Voyage is a sci-fic movie, a disaster movie about a fire, an end-of-the-world movie, a movie with striking sets/miniature effects, and finally, the very first Irwin show to highlight the need of a top (and loud) musical score, thanks to composer Paul Sawtell.
This epic begins with Frankie Avalon singing - "Come with me, come with me, on a Voyage, to the Bottom, of the Sea" - and this totally under-rated song (it compares with the best of Sinatra!) should have been re-used in the Voyage/Sea TV series...as everything else in this picture was lifted into the series.
Shortly after, the film then moves into Admiral Nelson giving us a tour of the submarine Seaview, which resembles the opening minutes of the Irwin Allen directed Time Tunnel pilot (1966) when we were also given a Tunnel complex tour.
The Paul Sawtell scored footage of the icebergs pounding on the Seaview and the footage of the Seaview surfacing in a red sea would rank as some of the most striking bits of footage in Irwin's long history of film/TV making! Outstanding!

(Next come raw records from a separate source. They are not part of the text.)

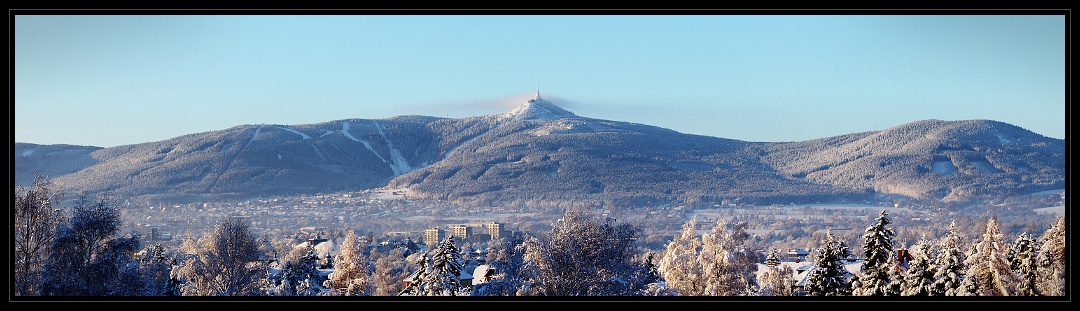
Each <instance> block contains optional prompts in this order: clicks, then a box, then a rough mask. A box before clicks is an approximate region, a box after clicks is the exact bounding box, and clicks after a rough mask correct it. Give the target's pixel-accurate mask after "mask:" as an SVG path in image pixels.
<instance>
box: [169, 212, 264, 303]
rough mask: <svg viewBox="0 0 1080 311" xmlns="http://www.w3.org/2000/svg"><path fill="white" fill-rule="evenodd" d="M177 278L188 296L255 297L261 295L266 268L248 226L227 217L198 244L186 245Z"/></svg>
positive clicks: (194, 242)
mask: <svg viewBox="0 0 1080 311" xmlns="http://www.w3.org/2000/svg"><path fill="white" fill-rule="evenodd" d="M181 251H183V252H184V254H183V258H181V259H180V265H179V266H178V267H177V271H176V272H177V274H176V278H177V279H178V280H180V281H181V282H183V283H184V284H183V286H181V289H180V290H181V293H183V294H184V295H185V296H254V295H259V294H261V293H260V292H261V288H262V287H261V285H262V284H261V283H260V282H259V280H261V279H260V278H262V276H264V275H266V274H267V272H266V265H265V263H264V262H261V261H259V257H260V256H259V245H258V242H257V241H256V240H255V236H254V235H252V233H251V231H249V229H248V226H247V222H244V220H243V218H240V217H226V218H225V219H224V220H222V221H221V222H220V224H218V225H217V226H216V227H215V228H214V230H213V231H211V232H207V233H206V234H205V235H204V236H203V238H201V239H199V240H198V241H186V243H185V245H184V247H183V249H181Z"/></svg>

The cast of this motion picture is fine but I know this cast from other quality productions (Forbidden Planet, I Dream Of Jeannie) and am not all together comfortable seeing this cast on the Seaview. Give me Richard Basehart (and the flying sub!).
Some fans will put down this film because it features no Richard Basehart or David Hedison, but remember this, without this film there would have been no Voyage/Sea (1964-68) TV series. That is recorded fact! The budget for all of these sets, props and effects was HUGE, too huge for a TV series of the 1960s. The series happened because it could lift everything from the film.